Romney and Obama’s tax proposals for the rich offer a window into how differently the two men understand the economy: what makes it tick, what the government can do to encourage wealth and how to rebuild the middle class.
Both men seek to assuage a growing anxiety among Americans about their economic security. But they use different language to describe the problem and offer different cures.
Obama has repeatedly called income inequality “the defining issue of our time.” He has proposed raising taxes on millionaires, saying on Tuesday that “broad-based prosperity has never trickled down from the success of a wealthy few.”
Romney, by contrast, waves off Obama’s talk of income inequality as the “politics of envy.” He says the best way to lift people out of poverty and raise wages is to help businesses become more successful. Ease regulations on businesses and lower taxes, Romney argues, and people’s fortunes will rise.
Neither candidate has a strong record of stemming a decades-long trend in this country of widening fortunes between the wealthiest Americans and everybody else.
Obama has overseen a recovery that has overwhelmingly benefited the wealthy. A recent study showed that the top 1 percent of Americans enjoyed 93 percent of the income gains from 2010, the first year of the recovery.
In Massachusetts, Romney did little to reverse the trend of income inequality that was happening in his state. And his work at Bain Capital embodied a pure distillation of American capitalism in which higher returns for investors, not worker pay, were the highest priority. If elected, Romney has pledged to curb deductions and other tax benefits for high-income households, but he has not been specific.
The Occupy Wall Street movement brought a new level of awareness to Americans of the growing income disparity between the richest 1 percent and the rest of the country. Obama is betting that a longer national conversation about inequality will help him win reelection. Romney, whose own income puts him in the upper reaches of “the 1 percent,” thinks that strategy will backfire.

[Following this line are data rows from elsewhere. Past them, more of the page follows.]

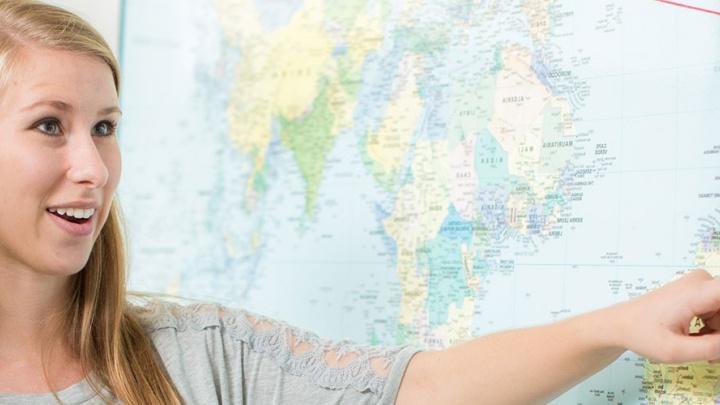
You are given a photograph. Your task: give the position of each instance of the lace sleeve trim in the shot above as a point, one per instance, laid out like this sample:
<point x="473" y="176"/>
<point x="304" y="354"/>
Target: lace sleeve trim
<point x="331" y="365"/>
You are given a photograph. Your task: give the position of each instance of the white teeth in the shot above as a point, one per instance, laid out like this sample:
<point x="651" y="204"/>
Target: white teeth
<point x="78" y="213"/>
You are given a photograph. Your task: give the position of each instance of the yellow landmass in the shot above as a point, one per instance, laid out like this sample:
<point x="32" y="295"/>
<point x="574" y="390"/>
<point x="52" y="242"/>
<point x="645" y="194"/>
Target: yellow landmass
<point x="692" y="383"/>
<point x="538" y="14"/>
<point x="532" y="125"/>
<point x="387" y="147"/>
<point x="282" y="71"/>
<point x="419" y="210"/>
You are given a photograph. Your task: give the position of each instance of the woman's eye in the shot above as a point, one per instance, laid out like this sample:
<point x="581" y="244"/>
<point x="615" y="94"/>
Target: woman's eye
<point x="49" y="127"/>
<point x="105" y="128"/>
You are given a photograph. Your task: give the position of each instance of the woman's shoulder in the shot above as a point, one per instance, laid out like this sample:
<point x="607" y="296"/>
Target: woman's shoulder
<point x="161" y="313"/>
<point x="265" y="343"/>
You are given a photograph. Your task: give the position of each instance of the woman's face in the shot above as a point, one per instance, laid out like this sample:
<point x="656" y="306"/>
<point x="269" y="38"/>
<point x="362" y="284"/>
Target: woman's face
<point x="57" y="151"/>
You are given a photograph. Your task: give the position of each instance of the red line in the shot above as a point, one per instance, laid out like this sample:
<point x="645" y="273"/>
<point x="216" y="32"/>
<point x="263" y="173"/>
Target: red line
<point x="704" y="10"/>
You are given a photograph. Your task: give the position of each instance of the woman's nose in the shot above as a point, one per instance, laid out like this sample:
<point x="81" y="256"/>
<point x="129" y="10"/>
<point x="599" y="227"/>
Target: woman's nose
<point x="86" y="164"/>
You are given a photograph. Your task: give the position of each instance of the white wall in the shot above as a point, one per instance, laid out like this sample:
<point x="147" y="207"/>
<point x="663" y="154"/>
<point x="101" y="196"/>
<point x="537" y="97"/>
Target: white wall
<point x="104" y="15"/>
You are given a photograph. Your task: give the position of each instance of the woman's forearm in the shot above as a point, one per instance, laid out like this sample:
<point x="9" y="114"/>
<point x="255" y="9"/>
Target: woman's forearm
<point x="523" y="366"/>
<point x="536" y="364"/>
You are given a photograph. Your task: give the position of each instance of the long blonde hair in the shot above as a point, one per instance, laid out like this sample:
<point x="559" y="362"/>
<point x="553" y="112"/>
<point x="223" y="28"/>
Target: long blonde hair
<point x="100" y="326"/>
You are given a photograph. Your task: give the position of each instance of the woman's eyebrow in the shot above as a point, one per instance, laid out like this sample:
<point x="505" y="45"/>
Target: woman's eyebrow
<point x="59" y="105"/>
<point x="65" y="107"/>
<point x="110" y="110"/>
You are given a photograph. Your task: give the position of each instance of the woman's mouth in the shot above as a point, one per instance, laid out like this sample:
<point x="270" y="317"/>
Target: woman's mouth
<point x="76" y="221"/>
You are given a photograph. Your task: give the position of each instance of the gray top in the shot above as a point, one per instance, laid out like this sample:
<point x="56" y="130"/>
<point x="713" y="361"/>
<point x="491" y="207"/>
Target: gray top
<point x="217" y="355"/>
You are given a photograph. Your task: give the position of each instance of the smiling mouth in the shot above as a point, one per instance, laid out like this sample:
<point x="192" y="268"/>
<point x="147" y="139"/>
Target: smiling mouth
<point x="74" y="216"/>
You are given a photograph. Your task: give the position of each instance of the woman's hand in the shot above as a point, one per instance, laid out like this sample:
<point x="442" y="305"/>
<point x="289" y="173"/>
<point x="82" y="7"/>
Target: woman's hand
<point x="534" y="365"/>
<point x="657" y="325"/>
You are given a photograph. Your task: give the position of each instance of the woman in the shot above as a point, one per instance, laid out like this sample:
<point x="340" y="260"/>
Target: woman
<point x="68" y="333"/>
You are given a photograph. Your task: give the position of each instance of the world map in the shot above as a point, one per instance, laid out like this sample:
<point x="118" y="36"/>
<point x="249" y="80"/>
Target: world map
<point x="422" y="172"/>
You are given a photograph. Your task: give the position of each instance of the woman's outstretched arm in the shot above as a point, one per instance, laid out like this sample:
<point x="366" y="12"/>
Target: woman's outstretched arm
<point x="534" y="365"/>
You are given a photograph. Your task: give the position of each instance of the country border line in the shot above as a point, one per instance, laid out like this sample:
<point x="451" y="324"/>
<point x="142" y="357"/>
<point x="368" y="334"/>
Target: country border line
<point x="704" y="10"/>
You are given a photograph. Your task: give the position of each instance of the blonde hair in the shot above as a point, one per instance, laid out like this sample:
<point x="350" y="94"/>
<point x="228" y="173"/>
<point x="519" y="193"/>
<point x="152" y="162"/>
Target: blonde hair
<point x="99" y="325"/>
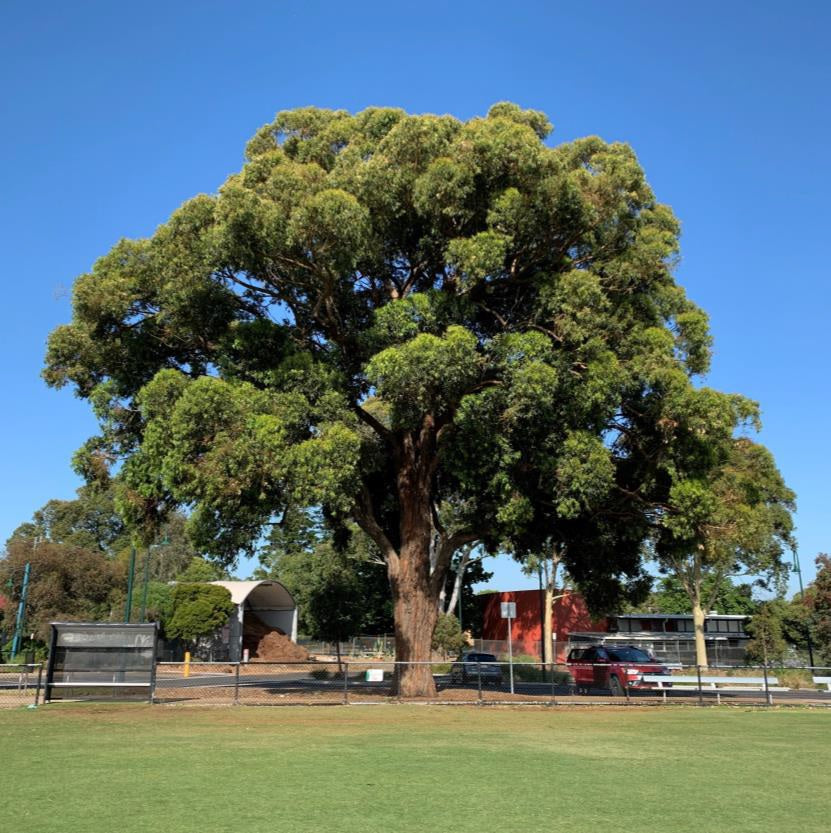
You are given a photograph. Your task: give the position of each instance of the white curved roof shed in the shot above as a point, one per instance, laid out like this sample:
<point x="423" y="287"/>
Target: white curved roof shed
<point x="268" y="600"/>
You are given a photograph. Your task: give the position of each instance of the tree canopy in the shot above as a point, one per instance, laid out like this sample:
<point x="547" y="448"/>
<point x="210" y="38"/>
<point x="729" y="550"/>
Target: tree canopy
<point x="442" y="331"/>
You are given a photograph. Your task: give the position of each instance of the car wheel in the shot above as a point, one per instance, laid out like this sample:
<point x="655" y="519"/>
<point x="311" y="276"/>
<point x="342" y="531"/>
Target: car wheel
<point x="617" y="688"/>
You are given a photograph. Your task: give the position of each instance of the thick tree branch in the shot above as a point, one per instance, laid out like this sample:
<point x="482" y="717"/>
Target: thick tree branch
<point x="447" y="546"/>
<point x="375" y="424"/>
<point x="364" y="516"/>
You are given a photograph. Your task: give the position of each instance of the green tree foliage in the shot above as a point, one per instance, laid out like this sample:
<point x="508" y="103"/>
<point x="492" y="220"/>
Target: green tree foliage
<point x="727" y="511"/>
<point x="296" y="555"/>
<point x="90" y="521"/>
<point x="727" y="597"/>
<point x="447" y="636"/>
<point x="819" y="600"/>
<point x="198" y="569"/>
<point x="767" y="643"/>
<point x="67" y="583"/>
<point x="442" y="331"/>
<point x="198" y="610"/>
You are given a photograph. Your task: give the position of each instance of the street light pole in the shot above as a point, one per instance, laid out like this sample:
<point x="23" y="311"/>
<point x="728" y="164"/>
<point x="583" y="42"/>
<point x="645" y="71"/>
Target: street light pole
<point x="150" y="549"/>
<point x="128" y="606"/>
<point x="798" y="570"/>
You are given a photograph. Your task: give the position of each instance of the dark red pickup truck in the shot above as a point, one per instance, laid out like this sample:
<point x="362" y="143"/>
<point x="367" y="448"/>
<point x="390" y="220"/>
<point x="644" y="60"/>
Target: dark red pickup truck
<point x="612" y="667"/>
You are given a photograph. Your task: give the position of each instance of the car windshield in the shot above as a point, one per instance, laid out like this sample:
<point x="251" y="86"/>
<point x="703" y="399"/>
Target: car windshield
<point x="629" y="655"/>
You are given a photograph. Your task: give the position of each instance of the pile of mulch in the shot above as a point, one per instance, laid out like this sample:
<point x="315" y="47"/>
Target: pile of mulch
<point x="269" y="644"/>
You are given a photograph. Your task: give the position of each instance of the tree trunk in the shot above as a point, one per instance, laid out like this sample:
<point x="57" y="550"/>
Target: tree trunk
<point x="415" y="591"/>
<point x="698" y="627"/>
<point x="415" y="612"/>
<point x="547" y="630"/>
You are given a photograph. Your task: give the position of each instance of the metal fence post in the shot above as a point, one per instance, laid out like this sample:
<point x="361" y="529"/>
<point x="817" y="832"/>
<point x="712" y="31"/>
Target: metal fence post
<point x="700" y="692"/>
<point x="37" y="690"/>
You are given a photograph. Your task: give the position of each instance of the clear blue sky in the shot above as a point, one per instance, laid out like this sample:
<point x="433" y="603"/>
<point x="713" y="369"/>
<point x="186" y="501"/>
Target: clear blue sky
<point x="114" y="113"/>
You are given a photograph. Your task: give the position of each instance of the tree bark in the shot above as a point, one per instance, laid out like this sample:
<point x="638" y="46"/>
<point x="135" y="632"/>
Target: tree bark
<point x="417" y="574"/>
<point x="415" y="611"/>
<point x="698" y="628"/>
<point x="547" y="629"/>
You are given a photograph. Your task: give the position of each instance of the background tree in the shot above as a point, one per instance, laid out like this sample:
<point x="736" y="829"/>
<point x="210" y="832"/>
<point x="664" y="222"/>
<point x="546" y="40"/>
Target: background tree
<point x="67" y="583"/>
<point x="295" y="555"/>
<point x="466" y="569"/>
<point x="767" y="643"/>
<point x="198" y="611"/>
<point x="447" y="636"/>
<point x="728" y="512"/>
<point x="326" y="584"/>
<point x="818" y="597"/>
<point x="444" y="331"/>
<point x="548" y="567"/>
<point x="725" y="596"/>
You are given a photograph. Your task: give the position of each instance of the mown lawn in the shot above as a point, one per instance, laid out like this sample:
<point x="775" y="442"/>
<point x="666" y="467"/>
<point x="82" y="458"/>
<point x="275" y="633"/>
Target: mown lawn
<point x="102" y="769"/>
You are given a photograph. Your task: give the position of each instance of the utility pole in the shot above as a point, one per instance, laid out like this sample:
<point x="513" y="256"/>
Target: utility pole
<point x="128" y="607"/>
<point x="162" y="543"/>
<point x="21" y="611"/>
<point x="798" y="570"/>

“I think it’s fine to talk about those things in quiet rooms and discussions about tax policy and the like,” Romney said in January on “The Today Show.” “But the president has made it part of his campaign rally. It’s a very envy-oriented, attack-oriented approach, and I think it will fail.”
Romney’s record
When Romney was governor of Massachusetts from 2003 to 2007, his state, like many others, was experiencing growing inequality between top and bottom earners.